Back in April, Fergus Hanson highlighted the glaring need for a global response to ISIS in the cyber domain, and welcomed the announcement of an $18 million initiative to counter extremist propaganda online from the Australian Government.
Last month Defence Minister Kevin Andrews announced the launch of a new Twitter account, @Fight_DAESH, which seeks out misleading tweets from ISIS and ISIS sympathisers and corrects them. 'Defence has established an online capability that monitors Daesh military propaganda, identifies false posts and responds with factual information to counter this narrative on Twitter', Andrews told the Herald Sun.
Thus far the account has done precisely this. However, after one operator behind the account gave Buzzfeed Australia reporter Mark Di Stefano background (without first asking to be off the record), we now have an inkling of the ADF's tactical approach.
According to the ADF account user interviewed by Di Stefano, @fight_DAESH has no dedicated staff and is an attempt to 'prove the concept'. When asked about potentially posting memes on the account, the user admitted the approach was, for the time being, very deliberate and constrained. 'Starting with words. Will likely attempt info graphics. Doubt we'll get into memes as others are doing that better than us.'
At this point the user referred to the UAE's @sawabcenter and the US Department of State's @ThinkAgain_DOS. 'We're filling a niche no one else was doing in an official attributed capacity.' [fold]
The niche the ADF user refers to is a reactionary one; @fight_DAESH is countering a narrative but isn't providing one of its own. While the UAE and the Department of State might be better at this kind of social media presence, this isn't to say either that they are 'winning' or that they are reaching the kind of Australian audiences that the ADF and other Australian institutions are uniquely positioned to access. The UK's @UKAgainstISIL is a good example of a state-run anti-ISIS account with a more domestic focus.
As Twitter and other social media outlets are limited in their efforts to playing whack-a-mole by deleting ISIS accounts as they crop up, the specific tactic of entering into a conversation and disagreeing with Twitter users shortly before they are whacked makes little sense. Social media audiences are inherently self-selected fragments, but responding to another account's tweet means that account's audience may see your tweet as well. However, if an account @fight_DAESH responds to is deleted, any chance of broadcasting the counter-narrative to the deleted account's readership is lost.

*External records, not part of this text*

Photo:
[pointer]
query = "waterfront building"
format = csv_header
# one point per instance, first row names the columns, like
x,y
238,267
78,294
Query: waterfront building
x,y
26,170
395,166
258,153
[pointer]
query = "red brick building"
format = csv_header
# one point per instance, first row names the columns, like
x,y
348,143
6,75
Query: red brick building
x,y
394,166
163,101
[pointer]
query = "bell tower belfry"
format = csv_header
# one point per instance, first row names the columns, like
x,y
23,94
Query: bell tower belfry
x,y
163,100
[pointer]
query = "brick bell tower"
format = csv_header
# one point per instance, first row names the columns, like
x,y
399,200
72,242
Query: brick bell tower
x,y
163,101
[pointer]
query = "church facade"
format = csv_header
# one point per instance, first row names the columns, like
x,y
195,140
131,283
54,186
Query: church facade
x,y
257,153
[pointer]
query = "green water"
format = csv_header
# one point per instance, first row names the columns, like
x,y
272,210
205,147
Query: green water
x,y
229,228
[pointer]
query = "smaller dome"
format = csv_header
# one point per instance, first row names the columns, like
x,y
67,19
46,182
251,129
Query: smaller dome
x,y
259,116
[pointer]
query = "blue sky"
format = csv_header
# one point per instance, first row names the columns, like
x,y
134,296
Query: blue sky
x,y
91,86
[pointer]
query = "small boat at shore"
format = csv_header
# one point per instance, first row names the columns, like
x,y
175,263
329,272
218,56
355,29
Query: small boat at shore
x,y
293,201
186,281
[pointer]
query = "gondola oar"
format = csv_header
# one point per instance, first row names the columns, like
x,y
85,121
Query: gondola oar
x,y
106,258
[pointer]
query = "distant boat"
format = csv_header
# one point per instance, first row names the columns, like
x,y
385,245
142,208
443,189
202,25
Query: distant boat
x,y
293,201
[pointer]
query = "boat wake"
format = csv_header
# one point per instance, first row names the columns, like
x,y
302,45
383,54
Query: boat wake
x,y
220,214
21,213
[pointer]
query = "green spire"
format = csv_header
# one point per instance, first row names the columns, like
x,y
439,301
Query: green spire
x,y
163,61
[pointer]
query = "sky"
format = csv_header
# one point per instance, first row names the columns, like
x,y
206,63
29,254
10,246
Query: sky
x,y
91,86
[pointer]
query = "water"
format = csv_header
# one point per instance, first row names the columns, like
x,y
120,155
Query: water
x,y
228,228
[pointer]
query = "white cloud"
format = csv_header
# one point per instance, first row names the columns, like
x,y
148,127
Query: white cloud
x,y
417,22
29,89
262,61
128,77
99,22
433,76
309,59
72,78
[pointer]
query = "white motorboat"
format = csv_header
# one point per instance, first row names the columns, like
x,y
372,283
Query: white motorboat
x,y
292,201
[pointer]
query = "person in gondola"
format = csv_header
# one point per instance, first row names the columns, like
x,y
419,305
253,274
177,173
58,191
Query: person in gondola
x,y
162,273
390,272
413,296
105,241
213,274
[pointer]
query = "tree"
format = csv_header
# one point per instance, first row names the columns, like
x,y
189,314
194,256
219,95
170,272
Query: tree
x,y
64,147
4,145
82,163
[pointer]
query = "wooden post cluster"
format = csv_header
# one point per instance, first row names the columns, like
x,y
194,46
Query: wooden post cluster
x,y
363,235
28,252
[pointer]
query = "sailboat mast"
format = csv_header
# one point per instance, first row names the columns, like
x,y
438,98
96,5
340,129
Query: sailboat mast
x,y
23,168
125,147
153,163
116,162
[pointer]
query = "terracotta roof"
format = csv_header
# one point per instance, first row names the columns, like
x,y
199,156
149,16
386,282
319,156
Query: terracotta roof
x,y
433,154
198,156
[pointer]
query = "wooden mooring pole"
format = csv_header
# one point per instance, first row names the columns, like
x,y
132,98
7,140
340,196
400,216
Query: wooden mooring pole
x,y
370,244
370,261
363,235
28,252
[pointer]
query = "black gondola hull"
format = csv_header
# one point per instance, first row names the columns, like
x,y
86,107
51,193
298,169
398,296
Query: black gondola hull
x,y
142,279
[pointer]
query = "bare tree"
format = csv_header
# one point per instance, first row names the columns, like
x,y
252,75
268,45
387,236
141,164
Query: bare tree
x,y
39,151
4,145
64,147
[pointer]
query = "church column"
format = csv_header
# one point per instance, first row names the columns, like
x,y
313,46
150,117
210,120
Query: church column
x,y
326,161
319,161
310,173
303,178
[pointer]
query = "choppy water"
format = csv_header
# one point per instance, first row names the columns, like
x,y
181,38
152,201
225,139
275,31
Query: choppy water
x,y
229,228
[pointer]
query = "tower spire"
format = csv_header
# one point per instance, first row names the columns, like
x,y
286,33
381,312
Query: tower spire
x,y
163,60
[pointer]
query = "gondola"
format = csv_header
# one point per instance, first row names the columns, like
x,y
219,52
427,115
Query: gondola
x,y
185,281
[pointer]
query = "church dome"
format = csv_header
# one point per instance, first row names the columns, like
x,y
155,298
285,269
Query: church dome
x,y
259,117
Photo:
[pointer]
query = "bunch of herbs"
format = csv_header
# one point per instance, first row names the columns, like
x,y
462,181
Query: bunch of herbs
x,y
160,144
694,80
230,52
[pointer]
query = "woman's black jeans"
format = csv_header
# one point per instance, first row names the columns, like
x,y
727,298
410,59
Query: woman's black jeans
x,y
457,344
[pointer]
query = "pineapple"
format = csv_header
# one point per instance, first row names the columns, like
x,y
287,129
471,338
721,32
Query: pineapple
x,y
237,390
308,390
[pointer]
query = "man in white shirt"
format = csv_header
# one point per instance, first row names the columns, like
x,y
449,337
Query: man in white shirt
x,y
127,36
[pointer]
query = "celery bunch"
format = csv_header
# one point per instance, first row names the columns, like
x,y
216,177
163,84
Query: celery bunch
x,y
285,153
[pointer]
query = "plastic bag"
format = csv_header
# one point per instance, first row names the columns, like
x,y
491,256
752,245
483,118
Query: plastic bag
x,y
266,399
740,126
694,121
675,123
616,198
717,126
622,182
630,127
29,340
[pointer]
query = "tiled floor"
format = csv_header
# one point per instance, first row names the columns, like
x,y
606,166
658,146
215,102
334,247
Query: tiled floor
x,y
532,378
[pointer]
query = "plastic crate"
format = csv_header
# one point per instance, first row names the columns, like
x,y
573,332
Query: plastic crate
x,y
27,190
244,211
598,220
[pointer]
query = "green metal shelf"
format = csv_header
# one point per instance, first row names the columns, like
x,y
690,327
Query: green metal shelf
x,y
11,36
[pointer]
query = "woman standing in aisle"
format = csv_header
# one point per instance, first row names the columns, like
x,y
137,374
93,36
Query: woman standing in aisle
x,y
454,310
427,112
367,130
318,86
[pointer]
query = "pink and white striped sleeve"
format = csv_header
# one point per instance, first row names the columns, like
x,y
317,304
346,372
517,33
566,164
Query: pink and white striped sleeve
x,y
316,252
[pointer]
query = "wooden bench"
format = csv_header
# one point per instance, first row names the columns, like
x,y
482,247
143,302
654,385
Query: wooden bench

These corrective responses would be far more viable on networks where it was difficult or impossible to ban individual participants. On Twitter, individual hash tags may be an example of this kind of network, as Twitter reportedly does not block hash tags and even if it did, accounts run by ISIS supporters are known to hijack hash tags associated with unrelated events or issues. A recent tweet from @fight_DAESH with a hash tag referencing an ISIS propaganda video is a good example of engaging on such a network (albeit a week or so too late in this instance). Posting tweets with hash tags used by ISIS supporters does, however, mean the unavoidable publicising of those hash tags, which may lead @fight_DAESH's immediate followers to ISIS material.
It's one thing to correct content and another entirely to create it, but without doing the latter it's difficult to envision the posts of @fight_DAESH having the traction or the effectiveness enjoyed by other prominent state-run or grassroots anti-ISIS accounts.